Tain & District Field Club
- Location: Tain, Ross-shire, Scotland;
- Region served: Highland, Scotland
- Website: tainfieldclub.org.uk

= Tain & District Field Club =

In 1980, a Biology teacher at Tain Royal Academy expanded his adult evening class in natural history into a formal group which was to meet and receive lectures about natural history in general and biological topics related to the Tain area. Thus was started an unbroken series of lecture seasons and field excursions organised by the Tain & District Field Club.

TDFC members met in Tain Royal Academy until recently when the refurbished hall at the Tain Parish Church became the regular venue for lectures.

The intent throughout has been to deliver erudite lectures from specialists in their field and make field excursions to sites with Natural History interest; the publicly stated aim is "To encourage interest in natural history in this area by surveying and recording animals and plants and helping projects organised by conservation organisations".

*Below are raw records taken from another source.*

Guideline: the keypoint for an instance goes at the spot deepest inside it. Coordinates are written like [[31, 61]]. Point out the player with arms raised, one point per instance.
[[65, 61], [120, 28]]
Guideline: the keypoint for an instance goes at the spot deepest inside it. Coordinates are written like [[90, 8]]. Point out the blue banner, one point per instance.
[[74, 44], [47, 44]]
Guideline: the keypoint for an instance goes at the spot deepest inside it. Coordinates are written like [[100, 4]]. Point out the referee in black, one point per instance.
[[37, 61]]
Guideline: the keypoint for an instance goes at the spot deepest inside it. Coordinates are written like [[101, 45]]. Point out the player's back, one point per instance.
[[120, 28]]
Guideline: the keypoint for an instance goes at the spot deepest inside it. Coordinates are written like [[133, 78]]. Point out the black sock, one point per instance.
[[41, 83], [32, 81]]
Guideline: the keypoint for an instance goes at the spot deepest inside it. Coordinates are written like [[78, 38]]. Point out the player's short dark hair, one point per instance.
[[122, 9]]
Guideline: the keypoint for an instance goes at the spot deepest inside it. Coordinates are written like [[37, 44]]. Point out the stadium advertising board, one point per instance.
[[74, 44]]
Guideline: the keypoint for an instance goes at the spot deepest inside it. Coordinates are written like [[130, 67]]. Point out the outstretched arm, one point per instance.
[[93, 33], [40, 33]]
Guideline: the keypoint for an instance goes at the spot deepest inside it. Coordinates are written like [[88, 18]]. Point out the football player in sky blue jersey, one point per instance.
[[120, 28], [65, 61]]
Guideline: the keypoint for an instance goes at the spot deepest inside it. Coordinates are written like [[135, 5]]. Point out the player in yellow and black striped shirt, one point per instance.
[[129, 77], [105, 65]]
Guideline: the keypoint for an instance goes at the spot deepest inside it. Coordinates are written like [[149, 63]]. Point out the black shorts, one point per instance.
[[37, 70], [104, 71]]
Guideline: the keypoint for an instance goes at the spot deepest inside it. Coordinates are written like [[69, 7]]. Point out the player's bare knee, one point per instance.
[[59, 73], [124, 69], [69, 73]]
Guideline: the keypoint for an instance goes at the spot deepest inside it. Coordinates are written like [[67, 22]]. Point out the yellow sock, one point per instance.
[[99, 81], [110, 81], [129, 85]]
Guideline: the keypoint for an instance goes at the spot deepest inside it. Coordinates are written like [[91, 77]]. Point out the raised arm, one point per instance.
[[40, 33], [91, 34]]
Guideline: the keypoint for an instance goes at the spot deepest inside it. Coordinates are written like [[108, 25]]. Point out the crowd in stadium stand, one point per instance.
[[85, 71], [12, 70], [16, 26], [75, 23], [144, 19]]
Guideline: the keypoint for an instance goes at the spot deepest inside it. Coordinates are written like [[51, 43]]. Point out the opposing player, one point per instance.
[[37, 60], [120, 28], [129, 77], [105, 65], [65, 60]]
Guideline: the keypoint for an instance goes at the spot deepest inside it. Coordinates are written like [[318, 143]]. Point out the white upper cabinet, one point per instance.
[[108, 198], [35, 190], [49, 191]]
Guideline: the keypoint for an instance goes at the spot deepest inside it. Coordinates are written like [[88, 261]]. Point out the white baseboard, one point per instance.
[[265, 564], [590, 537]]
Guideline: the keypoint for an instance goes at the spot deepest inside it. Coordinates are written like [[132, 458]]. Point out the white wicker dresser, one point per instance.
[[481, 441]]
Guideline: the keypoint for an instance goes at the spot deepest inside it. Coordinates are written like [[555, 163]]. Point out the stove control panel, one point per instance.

Tain & District Field Club is fortunate in its location, surrounded by rich farmland, both mixed and monoculture, firths, woodlands, rivers and lochs such as Loch Eye, an important area for wintering greylag geese and whooper swans. Other important local sites where TDFC takes an active interest have been nesting ospreys, capercaillie (Scottish Gaelic: an coileach-fraoich) strongholds, Scottish crossbill habitat, and extensive mudflats important for feeding wading birds.

== TDFC Survey and Recording Activities ==

With their specific interests and skills TDFC members have managed or contributed to activities such as bird-ringing, cetacean-watch, osprey-watch, amphibian & reptile census, biological surveying, habitat recording, and site monitoring, largely participating in survey work co-ordinated by the Highland Biological Recording Group.

Tain & District Field Club members :
- contribute to butterfly and moth surveys and site monitoring for Butterfly Conservation Scotland;
- participate in estuary bird counts in the local Firths, bird atlas surveys and bird ringing projects for the British Trust for Ornithology;
- participate in goose counts on nearby major flyways and winter feeding grounds for the Wetlands & Wildfowl Trust;
- contribute locally to the work of the Royal Society for the Protection of Birds;
- provide wardening and publicity work on harrier and osprey watches in conjunction with the Forestry Commission;
- instigated one of the first surveys of the spread of speckled wood butterfly prior to other organisations' involvement.
- carried out bird counts for the Forestry Commission in Strathrory.